Following the announcement of an ExxonMobil contract for oil & gas services, the Georgetown Chamber of Commerce and Industry (GCCI) is calling on the government to urgently address the issue they believe is in contravention of both Guyana’s and Trinidad and Tobago’s local content laws.
“ An Exxon logistics contract was advertised and it says bundle or unbundled, but it has 10 areas and bundles Guyana and Trinidad together… when you bundle Guyana and Trinidad you are going against both countries’ policies of local content,” President of the GCCI, Timothy Tucker, told Stabroek News yesterday.
“You have customs brokerage, immigration and agencies work together. We have certified ISO customs brokers but they don’t do agency or immigration, and they can’t bid if they are lumped together. Each should be awarded separately. You are empowering one company, rather than giving opportunities for several companies,” he argued.
Tucker disclosed that GCCI has received several complaints from private sector members and they have already complained to the Local Content Secretariat.
On the bundling of Guyana and Trinidad and Tobago works, he said that the GCCI sought clarity from the T&T lawmakers on that country’s policy and framework and “confirmed that we are going against it.”
“All of that we are looking at and are appealing to the government, through the Local Content Secretariat to please intervene,” he said.
Stabroek News yesterday tried contacting Head of the Local Content Secretariat Martin Pertab but calls to his mobile number went unanswered.
Tucker’s comments followed a release from the Chamber yesterday stating that it has taken note of recurrent contract bundling practices within Guyana’s petroleum sector and that it wanted to express its disapproval of this practice.
“Contract bundling, which is the consolidation of the procurement of various goods and services under one contract, has seemingly become a practice of companies within the petroleum sector. Contracts are being solicited for expression of interest (EOI) and requests for information (RFI) under one umbrella by various players in the industry. The sum-effect of this practice is that micro, small and medium-sized enterprises (MSMEs) are unable to compete in the space since the ‘bundling’ practice will set an artificial barrier to their participation,” the release explained.
“Apart from its obvious hindrance to MSMEs wishing to service the sector, the Chamber believes that contract bundling works against the spirit and intent of the Guyana’s Local Content Act (2021) thereby defeating the objectives of the Act as it relates it relates to private sector development. The Chamber calls on the Local Content Secretariat of the Ministry of Natural Resources to examine this practice and its harmful effects on the full utilization of the Local Content Act and, by extension, private sector development in Guyana,” it added.
This is not the first time GCCI has registered its concern about the procurement practice for oil and gas contracts.
In April of this year, the Chamber had lodged a complaint with the Local Content Secretariat over the practice here by foreign companies of bundling contracts for services in the oil & gas sector to the disadvantage of local companies.
Tucker had explained that the complaint had come in light of the revelations that US-based medical services provider RemoteMD, charged large fees for COVID-19 testing after obtaining the contracts and then subcontracting the work to local companies.
He posited that while locals are fully capable of executing some jobs required by big oil companies and their subcontractors, the jobs are being lumped into contracts with other work that requires the prospective contractor to have years of oil and gas experience.
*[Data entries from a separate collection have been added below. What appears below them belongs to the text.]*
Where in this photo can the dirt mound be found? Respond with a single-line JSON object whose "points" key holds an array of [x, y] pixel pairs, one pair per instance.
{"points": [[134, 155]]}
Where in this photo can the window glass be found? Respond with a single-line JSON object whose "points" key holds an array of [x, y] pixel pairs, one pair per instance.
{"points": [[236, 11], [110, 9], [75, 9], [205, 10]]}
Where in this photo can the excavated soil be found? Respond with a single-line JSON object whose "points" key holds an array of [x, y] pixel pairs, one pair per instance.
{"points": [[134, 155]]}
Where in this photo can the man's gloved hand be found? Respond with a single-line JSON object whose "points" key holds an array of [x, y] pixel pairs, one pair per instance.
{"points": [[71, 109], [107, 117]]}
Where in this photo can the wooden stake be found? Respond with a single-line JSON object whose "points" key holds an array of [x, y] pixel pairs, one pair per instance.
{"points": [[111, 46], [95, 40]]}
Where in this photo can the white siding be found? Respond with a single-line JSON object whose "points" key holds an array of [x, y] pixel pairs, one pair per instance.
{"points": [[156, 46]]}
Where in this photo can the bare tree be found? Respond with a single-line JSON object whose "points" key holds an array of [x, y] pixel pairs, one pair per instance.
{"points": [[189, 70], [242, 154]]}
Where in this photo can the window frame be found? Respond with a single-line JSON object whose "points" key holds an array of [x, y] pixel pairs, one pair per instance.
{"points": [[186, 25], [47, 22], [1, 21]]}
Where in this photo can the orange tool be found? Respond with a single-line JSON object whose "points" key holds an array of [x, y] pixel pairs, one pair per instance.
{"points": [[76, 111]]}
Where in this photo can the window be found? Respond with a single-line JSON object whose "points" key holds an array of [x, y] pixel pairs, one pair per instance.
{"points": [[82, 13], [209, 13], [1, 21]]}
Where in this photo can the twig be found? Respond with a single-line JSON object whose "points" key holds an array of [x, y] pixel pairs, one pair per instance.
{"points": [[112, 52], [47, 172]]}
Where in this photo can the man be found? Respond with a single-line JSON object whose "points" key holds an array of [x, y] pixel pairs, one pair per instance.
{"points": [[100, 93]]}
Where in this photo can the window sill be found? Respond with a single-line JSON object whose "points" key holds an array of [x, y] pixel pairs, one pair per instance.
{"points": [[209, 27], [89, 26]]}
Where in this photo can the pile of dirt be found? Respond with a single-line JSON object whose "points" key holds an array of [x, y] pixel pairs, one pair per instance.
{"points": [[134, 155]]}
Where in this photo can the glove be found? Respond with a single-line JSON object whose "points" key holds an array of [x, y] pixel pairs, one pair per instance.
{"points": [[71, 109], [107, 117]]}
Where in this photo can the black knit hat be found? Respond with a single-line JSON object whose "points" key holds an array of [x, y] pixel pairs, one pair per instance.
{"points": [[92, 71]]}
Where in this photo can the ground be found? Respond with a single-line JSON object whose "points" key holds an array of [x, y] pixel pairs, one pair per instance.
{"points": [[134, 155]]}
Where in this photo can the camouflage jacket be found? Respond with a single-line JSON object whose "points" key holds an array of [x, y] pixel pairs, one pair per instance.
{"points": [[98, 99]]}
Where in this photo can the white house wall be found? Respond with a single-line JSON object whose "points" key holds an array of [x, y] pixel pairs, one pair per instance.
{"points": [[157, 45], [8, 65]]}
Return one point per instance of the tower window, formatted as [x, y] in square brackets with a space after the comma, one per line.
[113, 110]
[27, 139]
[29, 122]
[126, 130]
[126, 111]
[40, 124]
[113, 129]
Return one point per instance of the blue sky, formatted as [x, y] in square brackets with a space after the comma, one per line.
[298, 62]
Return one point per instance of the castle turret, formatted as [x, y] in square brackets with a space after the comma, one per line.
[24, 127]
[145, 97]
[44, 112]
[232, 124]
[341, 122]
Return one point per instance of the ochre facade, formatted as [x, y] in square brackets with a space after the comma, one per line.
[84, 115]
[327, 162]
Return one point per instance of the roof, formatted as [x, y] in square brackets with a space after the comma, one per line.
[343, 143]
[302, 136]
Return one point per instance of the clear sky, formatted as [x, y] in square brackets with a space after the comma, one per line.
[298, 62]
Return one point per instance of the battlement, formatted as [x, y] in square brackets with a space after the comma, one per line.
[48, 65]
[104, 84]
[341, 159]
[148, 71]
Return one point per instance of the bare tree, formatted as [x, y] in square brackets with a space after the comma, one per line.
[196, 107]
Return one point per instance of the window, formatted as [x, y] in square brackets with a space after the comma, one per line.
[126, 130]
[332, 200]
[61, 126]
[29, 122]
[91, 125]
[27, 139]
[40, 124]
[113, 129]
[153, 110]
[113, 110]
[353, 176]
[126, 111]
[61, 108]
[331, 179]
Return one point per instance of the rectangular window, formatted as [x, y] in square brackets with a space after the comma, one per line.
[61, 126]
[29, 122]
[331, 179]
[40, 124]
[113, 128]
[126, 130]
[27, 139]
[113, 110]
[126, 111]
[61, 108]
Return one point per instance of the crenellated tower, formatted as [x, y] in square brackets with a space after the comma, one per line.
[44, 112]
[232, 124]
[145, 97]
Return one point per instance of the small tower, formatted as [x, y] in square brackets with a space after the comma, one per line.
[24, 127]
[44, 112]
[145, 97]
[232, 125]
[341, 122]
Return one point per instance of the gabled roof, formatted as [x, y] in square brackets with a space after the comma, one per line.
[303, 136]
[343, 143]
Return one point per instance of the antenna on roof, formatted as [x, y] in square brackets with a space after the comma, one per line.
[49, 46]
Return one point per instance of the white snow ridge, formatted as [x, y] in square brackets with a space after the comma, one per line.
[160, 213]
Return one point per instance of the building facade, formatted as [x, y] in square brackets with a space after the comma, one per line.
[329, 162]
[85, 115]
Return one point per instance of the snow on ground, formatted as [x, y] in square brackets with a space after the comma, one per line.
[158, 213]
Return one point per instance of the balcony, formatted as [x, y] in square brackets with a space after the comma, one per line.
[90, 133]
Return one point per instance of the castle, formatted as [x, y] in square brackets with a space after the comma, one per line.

Tucker said it is for these reasons that locals have a regulatory body to turn to for redress that highlights the importance of the country protecting itself with local content legislation. “We think this is why the local content legislation is so necessary and even more reason why we need it. We are happy we have a flexible legislation that can be adopted for these kind of things,” he said.
Pointing to the RemoteMD example, Tucker questioned the logic of there being a local company doing the “actual work” and there being confidence in its results, but the contract going to a third party foreign company which charges more and rakes in a decent profit in the process.
He said that he was not sure of medical services requirements under the new local content legislation, but he is sure that “it is still going on. This is a case that was probably going on before the local content legislation.”